Queues are like Singletons

With a friend of mine I talked about this article you just started reading. After I told him my arguments, he said Queues are like Singletons. Here is why:

Queues come under a few different names, mostly based on the context they are used in. They run under log, PubSub or messaging queue. They offer a client to publish messages to a topic. They also offer clients to subscribe to topics and read the posted messages. (hence the name PubSub).

Most queues share a property called “at least once”. That means a subscriber can receive the same message one or more times from the queue. A property that would be more beneficial is “exactly once delivery”. This is way harder to achieve when designing a queue, so it is usually either unavailable or not a default in these products. This matters because some software developers are not aware of the “at least once” property and write software in a way that pretends there will never be the same message processed twice. Lets say an order management system places a customer order in the queue. A fulfilment agent pics up that order from the queue, ships an item and, oh no, ships the same item to the same customer again. This will be a substantial loss. If a developer is aware of this property, it is not as bad anymore. I’ve seen developers being aware but ignoring the property. Pretty bad.

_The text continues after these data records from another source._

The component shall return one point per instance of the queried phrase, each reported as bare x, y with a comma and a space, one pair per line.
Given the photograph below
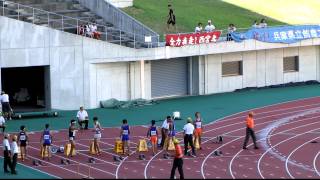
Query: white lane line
259, 161
260, 118
228, 118
287, 169
263, 138
77, 162
74, 172
314, 163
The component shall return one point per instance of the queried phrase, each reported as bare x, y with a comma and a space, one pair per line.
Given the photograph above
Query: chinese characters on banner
177, 40
284, 34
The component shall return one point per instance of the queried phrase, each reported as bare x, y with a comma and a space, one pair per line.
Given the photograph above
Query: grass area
153, 13
289, 11
212, 107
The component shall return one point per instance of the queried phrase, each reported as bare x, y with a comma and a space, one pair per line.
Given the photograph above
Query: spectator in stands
81, 30
231, 29
88, 32
255, 24
96, 33
171, 17
198, 29
210, 27
263, 23
83, 118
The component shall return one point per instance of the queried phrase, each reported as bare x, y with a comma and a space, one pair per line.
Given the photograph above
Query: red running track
284, 134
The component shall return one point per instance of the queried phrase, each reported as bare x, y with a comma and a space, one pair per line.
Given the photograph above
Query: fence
70, 24
120, 19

So what else is there to say about hidden properties? Well, queues can have a capacity. And this capacity usually is infinite. What is so bad about an infinite queue you might wonder. All computers have finite resources. That means every queue will run full eventually. With a full queue, a publisher wont be able to submit further messages to the queue, so the publisher is forced to notify its own clients of an unavailability.

It is better to work with a small queue capacity from the beginning. You will quickly experience the effects of a full queue and learn to take action accordingly. The publisher should not cache to-be-published items, because caches are finite too, so eventually you will deal with the same problems, just at different locations (or in the worst case you have two problems instead of one. The first being an exhausted queue and the second an exhausted cache.)

The queue (hopefully you’ve set it to a low capacity) runs full for a reason. Usually it is the subscriber of a topic that either can‘t keep up with the number of messages being added, or it experiences an outage of its own or of one of its dependent service. In that case the queue runs full, the publisher will notice und stop doing its own business. Pretty straight forward.

There is another more problematic case: the subscriber does not understand a message.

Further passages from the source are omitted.